The worst mistake I ever made online was searching for a bow tie.
In a world where credit card numbers and identities are being stolen en masse, that probably seems pretty innocent. Outside of the occasional danger of credit card fraud, online shopping is usually a fairly safe activity. Unless you happen to be shopping for a bow tie.
Let me explain. Several months ago I searched online for a bow tie to get an idea of design and price. Later that day, I went to purchase one in a store because I had waited until an unreasonable last minute and needed one right away. A day later the adverstalking started.
Adverstalking = Being constantly targeted online by advertising and promotions for products you searched for but did not purchase.
In my case, the adverstalking consisted of 3 weeks of non stop targeted ads about bowties and formal wear that would show up on multiple sites that were all syndicating ads. Currently, I’m experiencing the same type of adverstalking from a hotel group in Dubai after a single search for hotels in the region for an upcoming trip.
Yet what I (and many consumers) might call “adverstalking” actually has a different name in the online marketing world. We marketers call it retargeting. And retargeting solves a big marketing need to reach highly qualified consumers who searched for a particular product online but chose not to purchase. So, as the research shows, if you can present this person with a targeted ad for a product similar to what they searched – you are much more likely to convert them to purchase. And the numbers show that it works.
So why is adverstalking such a problem if people are buying based on it? There are three fundamental issues:
- No context in real life – In my case, I had already purchased the product in question and was highly unlikely to buy another. So all the marketers paying a premium for retargeting were wasting their time and money – because I was almost 100% unlikely to purchase no matter how great their product or price was. Now multiply this wastage by how many other consumers may be in a post-purchase situation where they have already made a purchase in real life or on another site.
- Fuels privacy paranoia – One of the trends from my 2014 trend report was on “privacy paranoia” – the increasing fear consumers have of how their data is being collected and used by companies and governments online. Adverstalking fuels this paranoia by offering a highly visible example of how browsing behaviour is being tracked and used. The more paranoid consumers are about personal data, the less likely they are to continue to share it or trust the web.
- Reducing trust in browsing and discovery – The biggest issue is that there may be unexpected behavioural toll from adverstalking as well. Imagine if you knew that every time you walked into a retail store and happened to pick up an item, you’d get ads nonstop for weeks after touching the product inviting you to buy it. It might cause you to browse and discover new products more hesitantly, or not at all.
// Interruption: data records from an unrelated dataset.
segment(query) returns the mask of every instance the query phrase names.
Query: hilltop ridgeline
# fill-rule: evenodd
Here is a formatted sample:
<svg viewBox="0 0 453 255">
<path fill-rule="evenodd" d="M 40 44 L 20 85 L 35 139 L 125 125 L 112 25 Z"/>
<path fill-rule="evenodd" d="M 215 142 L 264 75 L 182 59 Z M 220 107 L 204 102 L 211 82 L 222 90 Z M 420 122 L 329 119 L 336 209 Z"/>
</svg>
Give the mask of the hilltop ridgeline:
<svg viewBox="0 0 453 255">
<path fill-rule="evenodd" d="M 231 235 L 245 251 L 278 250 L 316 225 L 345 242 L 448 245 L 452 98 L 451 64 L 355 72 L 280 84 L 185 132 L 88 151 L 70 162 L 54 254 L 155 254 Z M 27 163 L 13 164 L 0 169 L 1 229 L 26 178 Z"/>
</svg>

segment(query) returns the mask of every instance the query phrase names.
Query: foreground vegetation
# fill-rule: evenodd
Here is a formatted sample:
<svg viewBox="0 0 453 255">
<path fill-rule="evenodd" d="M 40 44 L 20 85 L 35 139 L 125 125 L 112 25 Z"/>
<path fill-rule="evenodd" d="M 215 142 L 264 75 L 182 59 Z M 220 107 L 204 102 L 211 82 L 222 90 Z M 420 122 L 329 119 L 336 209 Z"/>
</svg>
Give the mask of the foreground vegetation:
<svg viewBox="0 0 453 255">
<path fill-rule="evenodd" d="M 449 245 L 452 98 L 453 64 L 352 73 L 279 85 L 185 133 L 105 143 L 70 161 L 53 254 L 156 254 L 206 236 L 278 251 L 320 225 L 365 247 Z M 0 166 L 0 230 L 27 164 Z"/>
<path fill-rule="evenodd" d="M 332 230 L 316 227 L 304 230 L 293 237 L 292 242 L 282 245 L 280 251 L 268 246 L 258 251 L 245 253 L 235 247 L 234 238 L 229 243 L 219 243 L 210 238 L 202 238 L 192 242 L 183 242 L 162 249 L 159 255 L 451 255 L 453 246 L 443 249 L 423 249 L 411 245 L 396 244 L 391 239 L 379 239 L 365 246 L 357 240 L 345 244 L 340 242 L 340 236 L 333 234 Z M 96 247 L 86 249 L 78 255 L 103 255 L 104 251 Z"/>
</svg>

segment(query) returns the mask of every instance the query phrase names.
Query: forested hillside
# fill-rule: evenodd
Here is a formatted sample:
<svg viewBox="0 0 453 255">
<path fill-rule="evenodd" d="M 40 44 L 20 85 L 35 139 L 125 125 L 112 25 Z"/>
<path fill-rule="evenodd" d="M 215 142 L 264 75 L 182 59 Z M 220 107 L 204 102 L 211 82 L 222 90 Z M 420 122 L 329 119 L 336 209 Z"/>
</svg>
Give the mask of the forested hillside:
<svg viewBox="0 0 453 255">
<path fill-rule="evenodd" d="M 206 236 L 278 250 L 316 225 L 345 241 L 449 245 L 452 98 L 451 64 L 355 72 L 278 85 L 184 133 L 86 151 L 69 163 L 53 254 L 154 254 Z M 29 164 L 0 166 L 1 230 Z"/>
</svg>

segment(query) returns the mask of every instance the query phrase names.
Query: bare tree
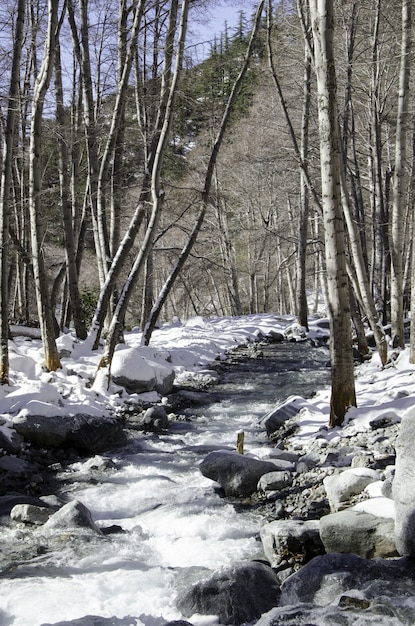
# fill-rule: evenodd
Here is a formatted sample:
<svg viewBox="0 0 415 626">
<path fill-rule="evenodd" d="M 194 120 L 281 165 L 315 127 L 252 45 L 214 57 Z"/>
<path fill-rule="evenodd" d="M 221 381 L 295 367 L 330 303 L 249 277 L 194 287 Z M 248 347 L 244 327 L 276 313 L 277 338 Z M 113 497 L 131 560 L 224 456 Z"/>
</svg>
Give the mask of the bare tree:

The forgotten truth is that consumers don’t want to buy everything they look at online. Adverstalking assumes they do.
So the next time you consider launching a big retargeting effort – make sure you have a simple way to avoid turning into an adverstalker in the process. Give your customers a mute button or another way to opt out. Let them turn down your follow up gracefully – instead of being forced to ignore a barrage of retargeted ads promoting something they are highly unlikely to buy.
And if you happen to sell formal wear – don’t forget about last minute buyers like me. By the time you’re retargeting and adverstalking us – we already bought our bow ties out of desperation somewhere else.